Peri, Nefes, Miraç, Işık, Bulut ve anneleri Melisa

Bir canlıyı tehlikelere açık bir duruma düşürmek hukuken suç. Fakat kendisi ve ailesi hayatta kalabilsin diye riskleri göze almak zorunda olan Melisa gibi milyonlarca insan var Türkiye’de. Bunun yetersiz sosyal politikaların, yerel hizmetlerin sonucu ve bir düzen sorunu olduğunu gizlemek ve her kesimden insanın bakışının yönünü değiştirmek için Melisa’nın anneliğini, hatta üstü kapalı olarak ahlakını sorgulamak acımasızca.

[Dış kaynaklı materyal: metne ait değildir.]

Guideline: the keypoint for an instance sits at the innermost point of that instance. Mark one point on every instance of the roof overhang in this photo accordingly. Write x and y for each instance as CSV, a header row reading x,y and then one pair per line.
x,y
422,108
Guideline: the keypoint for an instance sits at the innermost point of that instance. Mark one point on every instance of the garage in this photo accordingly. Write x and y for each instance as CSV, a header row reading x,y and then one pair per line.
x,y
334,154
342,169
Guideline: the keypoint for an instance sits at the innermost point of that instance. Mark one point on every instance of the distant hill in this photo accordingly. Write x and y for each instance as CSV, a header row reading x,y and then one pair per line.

Melisa 27 yaşında. 5 yılda 5 çocuk doğurmuş. Her yıla bir çocuk düşüyor yani. İnsanın bedenini olduğu kadar ruhunu da zorlayan bir tecrübe. Kocası hırsızlıktan hapiste. Kim bilir ne zamandan beri? İzmir’de gecekondu mahallesi bile denemeyecek bir bölgede, sanayi sitesine yakın ormanlık bir alanda, tek tük evlerin bulunduğu bir yerde yaşıyorlar. Bakımsızlıktan dökülen bir ev. Melisa hurda toplayıp satarak yalnız bir anne olarak hayatta kalmaya çalışıyor. Hani hepimizin çocukluğunda olduğu gibi, kardeşler birbirlerine baksın, oyalasın da anne biraz ferahlasın, diyecek olsak, o da mümkün değil. Çünkü en büyüğü 5 yaşında. Zaten hakkaniyetli de değil böylesi. Neden bir kardeşin sorumluluğu diğerinin üzerinde olsun? Yapılan birbiriyle tutarsız haberlerden anlaşılabildiği kadarıyla, ailesi hayatta ama onlarla çok seyrek görüşüyor. Böyle olması da kaçınılmaz. Bir büyük şehirde, şehrin epey dışındaki evinizden bazıları kucakta olan 5 çocukla, toplu taşım kullanarak nereye gideceksiniz? Melisa’nın evinin sanayi sitesine yakın bu metruk bölgede olması, muhtemelen onun hurda toplayıp satması sebebiyle taktiksel bir tercih. Ya da mecburiyet. Ne çok insanın, özellikle de bakım emeğinden sorumlu tutulan kadınların yaşam alanlarının koşulların, ailenin dayatmasıyla belirlendiğini, mekânsal hareketliliklerinin ne kadar kısıtlı olduğunu düşünsenize.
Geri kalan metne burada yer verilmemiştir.